第48話 弓削部(ゆげべ)さん

「ねえ、そっちで最近流行ってるバンドがあるって聞いたけど」

『ああ、夢一閃ゆめいっせん……夢、漢数字の一、ひらめきで夢一閃っていう女性5人組のバンドだよ。興味ある?』

「夢一閃、いい名前ね」

『えーと、力強いボーカル、同じく力強い演奏という感想が多いな』


「ふーん。そのバンドのライブに行ってみたい」

『俺も興味ありますから、ぜひそうしましょう。えーと、次のライブは……11月21日の土曜日、Dreamersドリーマーズっていうライブハウスだね。チケットは俺のほうで手配するよ』

「ありがとう、お願いね」


『で、今週末なんだけど、申し訳ないけど7日の土曜日が高校の同窓会なんだ』

「旧交を温めるのはいいことだよ。申し訳ないなんて言わないで」


 どっかの携帯電話のコマーシャルみたいに元同級生(女)と旧交を温めすぎてはだめだよ。


『うん……そうだね。じゃ行ってきます』


「それで、私のほうも同窓会があって、これが14日の土曜日。ずいぶん開いちゃうね」

「そこで提案があって、11日の水曜日、そちらの町に住んでる新人作家さんと午後イチから打ち合わせなんです。だから、昼食ご一緒できるよ』

「担当する作家さんが増えたんだ、やったじゃない」

『雰囲気ある地の文を書く作家さんで、編集部期待の星です』

「11日のお昼ね。お店は、お兄ちゃんとか職場の同僚たちに聞いてチョイスしておくから、改札で待ち合わせましょう」

『改札、諒解です』



「私も、27日出張なんだけど、用務先が結構遠隔地だから26日の木曜日に前日移動なの。ちょうどお昼にそっちの街に差し掛かるよ」

『だったら良いイタリアンレストランがあるんですよ。ディナーにもいいけど、ランチもいいですよ』


 ◆◆◆◆◆◆◆◆◆◆◆◆◆◆◆◆


 颯君も私もこの年の11月は、なんやかや週末が埋まってて、二人そろってフリーなのは21日(土)・22日(日)と28日のみだった。

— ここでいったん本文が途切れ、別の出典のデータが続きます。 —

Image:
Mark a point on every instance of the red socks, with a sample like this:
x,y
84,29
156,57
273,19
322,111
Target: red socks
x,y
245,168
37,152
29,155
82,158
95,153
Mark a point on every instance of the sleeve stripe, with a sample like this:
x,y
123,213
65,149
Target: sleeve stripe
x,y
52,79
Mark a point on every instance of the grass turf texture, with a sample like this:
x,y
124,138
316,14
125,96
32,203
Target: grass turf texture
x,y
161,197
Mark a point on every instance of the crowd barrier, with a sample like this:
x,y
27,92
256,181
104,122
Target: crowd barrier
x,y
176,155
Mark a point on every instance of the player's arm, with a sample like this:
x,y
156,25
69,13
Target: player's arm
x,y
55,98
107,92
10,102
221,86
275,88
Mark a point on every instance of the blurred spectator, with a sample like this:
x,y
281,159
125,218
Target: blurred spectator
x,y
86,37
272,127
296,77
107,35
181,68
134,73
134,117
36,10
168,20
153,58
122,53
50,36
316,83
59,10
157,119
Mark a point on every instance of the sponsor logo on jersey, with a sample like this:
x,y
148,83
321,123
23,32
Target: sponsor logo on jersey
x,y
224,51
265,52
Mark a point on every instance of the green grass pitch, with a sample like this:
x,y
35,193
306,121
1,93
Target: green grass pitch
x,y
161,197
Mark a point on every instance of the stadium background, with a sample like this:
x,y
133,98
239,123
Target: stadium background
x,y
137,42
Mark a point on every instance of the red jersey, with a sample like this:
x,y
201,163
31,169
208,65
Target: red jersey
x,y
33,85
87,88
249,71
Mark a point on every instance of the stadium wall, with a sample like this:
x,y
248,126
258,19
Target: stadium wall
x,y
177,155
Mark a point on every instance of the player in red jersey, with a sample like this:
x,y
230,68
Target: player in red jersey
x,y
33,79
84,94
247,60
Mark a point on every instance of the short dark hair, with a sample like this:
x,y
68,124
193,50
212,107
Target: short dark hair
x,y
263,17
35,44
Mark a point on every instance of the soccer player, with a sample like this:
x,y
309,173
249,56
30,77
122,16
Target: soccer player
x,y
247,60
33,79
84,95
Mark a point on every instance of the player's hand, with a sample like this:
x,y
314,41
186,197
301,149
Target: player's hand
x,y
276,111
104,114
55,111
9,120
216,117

 水着は納品してるけど、ナイトプールは28日かな。忘年会シーズンだったり、何かと忙しい年末ということでちょっと心配……


 でもまあ、機会は大事にしないと、ね。


 まずは11日の昼食だ。

 お兄ちゃんとKamalカマール RamanujanラマヌジャンΜαργαρίτηςマルガリテス ΗλιάδηςイリアディスLaleラーレ Aykaçアイカチにランチ向けのいい店を紹介してもらおう。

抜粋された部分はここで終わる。